Proposal: mitigate extremities accumulation by intelligently pruning extremities which do not contribute to state resolution results #5438
Description
While discussing #5319 with @erikjohnston, he proposed an alternative algorithm to solve #1760:
- When forward extremities start to accumulate for a room (e.g. more than 5 dangling extremities), we could query the remote servers who sent these events to find out what /their/ current extremities are.
- This tells us which of our extremities are 'current' (if any) and which have already been overtaken by events (hah)
- We then do state resolution locally across the subset of our extremities which are 'current', and compare it with the the result we get when we do state resolution across all the extremities.
- If the result is the same, we know we can safely drop the 'non-current' extremities for that room, and so try to keep the extremity count low.
Things which are nice about this is:
- Being able to query the extremities on other servers in order to rapidly resync a room after an outage would be a very nice feature, and would help solve Homeservers don't catch up with missed traffic until someone sends another event #2528.
The concerns I have with this are:
- We could end up doing a lot of state resolution calculations as we check the various combination of extremities to work out which ones can be pruned.
- If there are lots of servers actively sending msgs in a room, then my server could easily end up with lots of extremities from different servers, especially if our local server has been yoyoing.
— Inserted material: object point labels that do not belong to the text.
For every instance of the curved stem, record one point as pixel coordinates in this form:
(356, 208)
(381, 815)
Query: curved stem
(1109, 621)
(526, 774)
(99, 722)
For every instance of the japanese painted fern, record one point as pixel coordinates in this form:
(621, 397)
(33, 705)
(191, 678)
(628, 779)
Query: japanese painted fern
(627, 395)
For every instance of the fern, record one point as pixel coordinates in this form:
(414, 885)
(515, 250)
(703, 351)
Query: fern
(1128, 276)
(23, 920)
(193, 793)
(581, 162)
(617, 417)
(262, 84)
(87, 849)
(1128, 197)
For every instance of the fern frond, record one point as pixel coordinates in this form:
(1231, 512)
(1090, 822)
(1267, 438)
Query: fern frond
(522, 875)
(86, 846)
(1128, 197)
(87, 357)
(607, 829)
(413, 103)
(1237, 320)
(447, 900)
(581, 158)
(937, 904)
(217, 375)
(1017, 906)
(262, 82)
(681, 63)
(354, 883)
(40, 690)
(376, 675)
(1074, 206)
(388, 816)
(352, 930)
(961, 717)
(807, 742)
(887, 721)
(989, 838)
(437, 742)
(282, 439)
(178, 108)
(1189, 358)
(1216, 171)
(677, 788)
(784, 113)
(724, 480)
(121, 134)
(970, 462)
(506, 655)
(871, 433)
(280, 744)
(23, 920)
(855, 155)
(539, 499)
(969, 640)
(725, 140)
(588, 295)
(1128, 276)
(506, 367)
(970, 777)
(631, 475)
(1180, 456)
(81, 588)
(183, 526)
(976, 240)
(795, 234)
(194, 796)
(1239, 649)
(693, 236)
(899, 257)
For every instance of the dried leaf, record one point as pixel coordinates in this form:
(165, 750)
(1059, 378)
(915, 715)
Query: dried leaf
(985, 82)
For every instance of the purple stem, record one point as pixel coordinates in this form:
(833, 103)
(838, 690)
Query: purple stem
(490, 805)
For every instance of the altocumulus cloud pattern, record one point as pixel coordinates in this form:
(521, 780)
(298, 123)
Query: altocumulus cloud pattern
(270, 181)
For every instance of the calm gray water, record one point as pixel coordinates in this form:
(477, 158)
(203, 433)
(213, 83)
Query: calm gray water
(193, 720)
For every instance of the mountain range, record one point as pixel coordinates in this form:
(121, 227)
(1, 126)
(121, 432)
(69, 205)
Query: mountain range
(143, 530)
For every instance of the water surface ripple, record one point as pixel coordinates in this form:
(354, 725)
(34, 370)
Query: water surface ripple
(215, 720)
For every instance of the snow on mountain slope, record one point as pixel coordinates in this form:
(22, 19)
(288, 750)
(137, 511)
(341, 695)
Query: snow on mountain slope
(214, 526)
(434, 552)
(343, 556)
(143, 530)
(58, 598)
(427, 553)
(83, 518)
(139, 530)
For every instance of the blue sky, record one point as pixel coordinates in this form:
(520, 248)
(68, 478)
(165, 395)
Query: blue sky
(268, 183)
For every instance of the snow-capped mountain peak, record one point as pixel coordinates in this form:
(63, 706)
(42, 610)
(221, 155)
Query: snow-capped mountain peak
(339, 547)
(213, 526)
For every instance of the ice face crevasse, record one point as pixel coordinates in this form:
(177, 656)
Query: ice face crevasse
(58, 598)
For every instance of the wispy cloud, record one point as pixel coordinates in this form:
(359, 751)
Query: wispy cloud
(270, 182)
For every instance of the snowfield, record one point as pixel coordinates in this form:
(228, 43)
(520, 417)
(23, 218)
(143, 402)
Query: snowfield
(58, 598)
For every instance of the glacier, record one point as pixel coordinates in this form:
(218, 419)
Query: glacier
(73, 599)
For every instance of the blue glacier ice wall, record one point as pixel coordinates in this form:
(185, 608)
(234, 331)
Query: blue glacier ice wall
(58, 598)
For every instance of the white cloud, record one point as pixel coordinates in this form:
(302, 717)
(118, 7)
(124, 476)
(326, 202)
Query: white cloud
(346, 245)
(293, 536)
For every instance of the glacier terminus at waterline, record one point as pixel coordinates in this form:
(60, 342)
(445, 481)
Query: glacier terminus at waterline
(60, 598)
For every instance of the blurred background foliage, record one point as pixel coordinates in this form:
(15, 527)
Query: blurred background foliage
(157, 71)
This algorithm never lets us prune extremities which originate from a range of servers.
- There are several scenarios where the pruning operation fails - e.g. if the remote server's extremities is disjunct with your local server's extremities, or if your non-current local extremities do turn out to be significant in calculating state resolution.
So while this might well help to heuristically keep the extremity count from building up, it's not guaranteed to work - and an attacker might be able to find ways of gaming the pruning algorithm to deliberately cause unprunable extremities to accumulate and so DoS us back to square 1. Whereas #5319 guarantees us to stop the extremities ever building up beyond a given threshold, and gives us a way to reliably reduce the extremity count to 2 (momentarily at least).
It really boils down to a trade-off between risk of overcomplex DAG and dummy events flying around (#5319) versus an incremental measure to prune irrelevant extremities which may be tough to calculate and may well not work (this).
Suggestion is to try implementing both as options per-server, and see how in practice they perform.